Yeah. I don't know what's up lately... 1st our paychecks, now this. Strange.


----------



## UberPasco (Oct 18, 2015)

Here are the answers from support to my detailed question about this.
*1)*
Hello,

Thank you for contacting Amazon Flex!

The schedule for a given week is released on Friday afternoon of the previous week. Each week's schedule begins on Sunday and ends on Saturday.

Thank you,
The Amazon Flex Team
*
My reply:*
I am aware of when the schedule is supposed to be released. It is Sat afternoon and the schedule has not updated for this coming week in my calendar. The 'dots' are still grey.

*2)* Hello,

Thank you for contacting Amazon Flex!

If you see a grey dot on a day in the calendar, it means you've indicated your availability for that day. If the dot is orange, it means you have been confirmed for a delivery block on that day.

Every Friday at noon, our automated system randomly assigns a limited number of delivery blocks for the next Sunday through Saturday. If you were not assigned any delivery blocks, the grey dots for the upcoming week will disappear.

If you are confirmed for delivery blocks for the week ahead, you will see orange dots in the calendar in your app.
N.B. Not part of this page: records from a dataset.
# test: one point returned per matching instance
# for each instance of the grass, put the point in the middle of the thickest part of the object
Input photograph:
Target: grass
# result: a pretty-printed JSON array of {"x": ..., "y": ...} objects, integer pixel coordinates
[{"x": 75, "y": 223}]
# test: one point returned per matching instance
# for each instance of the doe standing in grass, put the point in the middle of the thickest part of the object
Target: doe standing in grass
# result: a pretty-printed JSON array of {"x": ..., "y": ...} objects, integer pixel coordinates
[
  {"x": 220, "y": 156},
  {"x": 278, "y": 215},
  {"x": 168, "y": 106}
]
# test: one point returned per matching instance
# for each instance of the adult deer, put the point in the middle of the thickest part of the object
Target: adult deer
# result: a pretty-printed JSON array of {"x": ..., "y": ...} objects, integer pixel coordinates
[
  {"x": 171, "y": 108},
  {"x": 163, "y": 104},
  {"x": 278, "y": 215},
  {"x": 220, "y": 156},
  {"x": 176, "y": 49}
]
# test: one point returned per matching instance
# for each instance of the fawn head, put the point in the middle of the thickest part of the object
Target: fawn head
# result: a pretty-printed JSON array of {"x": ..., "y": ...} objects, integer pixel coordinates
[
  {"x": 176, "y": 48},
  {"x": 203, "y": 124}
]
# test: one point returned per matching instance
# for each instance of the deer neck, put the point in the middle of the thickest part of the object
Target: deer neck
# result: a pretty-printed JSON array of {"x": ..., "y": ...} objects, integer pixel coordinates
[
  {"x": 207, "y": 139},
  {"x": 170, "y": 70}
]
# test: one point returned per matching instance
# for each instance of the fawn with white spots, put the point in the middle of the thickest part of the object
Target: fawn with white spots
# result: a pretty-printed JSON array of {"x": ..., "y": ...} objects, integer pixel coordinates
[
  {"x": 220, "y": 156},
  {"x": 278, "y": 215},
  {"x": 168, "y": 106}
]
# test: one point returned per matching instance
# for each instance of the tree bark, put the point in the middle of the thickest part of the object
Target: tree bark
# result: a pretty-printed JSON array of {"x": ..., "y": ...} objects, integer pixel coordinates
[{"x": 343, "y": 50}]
You can tap a dot to see what times you are scheduled to make deliveries.

If you aren't able to make a delivery block or will be late, please forfeit it in the app. If you are late to a block, you will not be able to make any of your confirmed deliveries. If you anticipate that you will be late or unavailable for a confirmed delivery block, forfeit it in the app at least 45 minutes before the block start time. Unless you forfeit your confirmed block in the app 45 minutes before the start of the block, it will be considered as a missed delivery block. If you are no longer available to make deliveries during a certain time, please update your availability in the Amazon Flex app.

Thank you,
The Amazon Flex Team
*My reply:*
Please read carefully and ESCALATE.
It is now SATURDAY AFTERNOON and my grey dots have NEITHER DISAPPEARED NOR TURNED ORANGE.
I have done this for 4 months and I am well aware of how it is SUPPOSED to work. I need to know if I am scheduled or not.

We'll see if there is a coherent, non-robot answer forthcoming.


----------



## CarmenFlexDriver (Jun 21, 2016)

UberPasco said:


> Here are the answers from support to my detailed question about this.
> *1)*
> Hello,
> 
> ...


 Good freakin' lord! I'm beginning to think that english is a second language with the email support people!
It does get a bit frustrating trying to get a real, written response to a question.

I've been trying to get a strait answer from them on upcoming locations of which I've heard of 2 in south florida. Wrote a few times, each time I get the canned "if you haven't accepted blocks or done blocks at your current location" blah blah, blah, blah blah blah!!!! 
I could damn near recite that email word for word!


----------